Tension pneumothorax diagnosis
- According to the medical history, clinical manifestations, and X-ray examination, it is easier to diagnose. It can also be based on thoracentesis, and the high-pressure gas pushes the core of the syringe outward to further confirm the diagnosis.
Tension pneumothorax
- The principle of emergency treatment for tension pneumothorax is to vent immediately and reduce the pressure in the pleural cavity. In an emergency, a thick needle can be used to pierce the pleural cavity at the midline of the second intercostal collarbone on the injured side, and a jet of gas can be discharged to obtain the effect of exhaust decompression. During the transfer process, the patient binds a rubber finger cover at the connector of the pin, cuts the hard end of the finger cover by 1 cm, and acts as a flap, so that the air in the chest cavity can be easily discharged, and the outside air cannot enter the chest cavity; or One end of the long rubber tube or plastic tube is connected to the inserted needle connector, and the other end is placed under the water surface of the sterile water seal bottle.

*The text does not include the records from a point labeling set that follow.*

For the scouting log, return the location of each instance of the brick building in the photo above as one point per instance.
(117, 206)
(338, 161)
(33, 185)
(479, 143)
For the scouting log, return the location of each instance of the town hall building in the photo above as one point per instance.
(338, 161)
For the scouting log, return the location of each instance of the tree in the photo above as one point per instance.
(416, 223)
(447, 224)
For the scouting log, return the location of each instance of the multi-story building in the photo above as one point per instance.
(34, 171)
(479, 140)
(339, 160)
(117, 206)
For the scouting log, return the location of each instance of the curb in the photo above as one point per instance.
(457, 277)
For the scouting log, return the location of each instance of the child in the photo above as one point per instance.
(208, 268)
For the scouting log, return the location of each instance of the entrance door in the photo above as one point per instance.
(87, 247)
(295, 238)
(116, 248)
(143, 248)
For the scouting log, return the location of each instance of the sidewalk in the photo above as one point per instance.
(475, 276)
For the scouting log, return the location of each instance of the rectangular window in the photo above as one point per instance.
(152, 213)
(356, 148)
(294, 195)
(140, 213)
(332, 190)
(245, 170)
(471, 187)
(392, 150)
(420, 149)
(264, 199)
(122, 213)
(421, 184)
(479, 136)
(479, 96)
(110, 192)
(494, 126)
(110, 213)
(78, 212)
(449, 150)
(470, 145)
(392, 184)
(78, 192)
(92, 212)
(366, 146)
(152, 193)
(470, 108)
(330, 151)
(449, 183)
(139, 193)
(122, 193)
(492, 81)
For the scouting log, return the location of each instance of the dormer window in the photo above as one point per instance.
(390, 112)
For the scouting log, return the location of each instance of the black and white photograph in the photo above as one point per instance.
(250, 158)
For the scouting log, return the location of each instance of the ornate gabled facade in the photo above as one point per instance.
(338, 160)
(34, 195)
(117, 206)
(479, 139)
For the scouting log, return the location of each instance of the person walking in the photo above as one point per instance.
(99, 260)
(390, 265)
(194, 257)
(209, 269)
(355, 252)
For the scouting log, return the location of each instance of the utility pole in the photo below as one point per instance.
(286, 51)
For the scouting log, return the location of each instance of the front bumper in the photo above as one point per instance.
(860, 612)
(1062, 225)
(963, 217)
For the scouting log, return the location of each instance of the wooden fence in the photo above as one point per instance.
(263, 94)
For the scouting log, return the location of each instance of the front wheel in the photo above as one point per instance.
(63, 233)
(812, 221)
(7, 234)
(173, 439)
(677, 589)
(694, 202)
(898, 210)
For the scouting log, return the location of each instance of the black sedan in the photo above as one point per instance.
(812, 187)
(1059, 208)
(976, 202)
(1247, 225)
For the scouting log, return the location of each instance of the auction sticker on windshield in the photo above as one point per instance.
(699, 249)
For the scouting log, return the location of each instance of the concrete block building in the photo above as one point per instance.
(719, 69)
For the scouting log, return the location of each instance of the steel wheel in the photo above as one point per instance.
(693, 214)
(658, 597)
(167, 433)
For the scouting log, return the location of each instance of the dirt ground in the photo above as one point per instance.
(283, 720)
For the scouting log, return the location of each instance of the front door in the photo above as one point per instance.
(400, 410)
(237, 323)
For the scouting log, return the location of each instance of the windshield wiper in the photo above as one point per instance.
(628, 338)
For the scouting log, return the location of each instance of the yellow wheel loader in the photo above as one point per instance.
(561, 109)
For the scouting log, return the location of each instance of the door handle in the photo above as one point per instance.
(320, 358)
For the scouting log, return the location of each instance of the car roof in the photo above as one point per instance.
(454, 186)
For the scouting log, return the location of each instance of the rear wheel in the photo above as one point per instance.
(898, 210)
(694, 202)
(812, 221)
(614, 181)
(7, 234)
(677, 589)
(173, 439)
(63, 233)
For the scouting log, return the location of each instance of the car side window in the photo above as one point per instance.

- The formal treatment of tension pneumothorax is to place the pleural cavity drainage tube (usually the second intercostal clavicle midline) at the highest position of gas accumulation, and connect the water-sealed bottle. Sometimes a negative pressure suction device is needed to facilitate the exhaustion of gas and swell the lungs. Use antibiotics to prevent infection. After closed drainage, the small fissures in the lungs can be closed within 3 to 7 days. After stopping the leak for 24 hours, the X-ray examination confirmed that the lungs had swelled before removing the intubation. Patients with long-term air leaks should undergo thoracotomy. If after the pleural cavity is intubated, the air leakage is still serious, and the patient's dyspnea does not improve, suggesting that the laceration of the lungs and bronchus is large or broken, the thoracotomy should be explored early to repair the laceration, or the lung segment and lobectomy should be performed.
- It should be pointed out that most cases of tension pneumothorax after thoracic drainage can temporarily control the condition, but the potential for its potential recurrence still exists. After the lung is re-expanded, a chest CT examination should be performed. If there is a bullae, it should be removed under thoracoscopy or thoracotomy.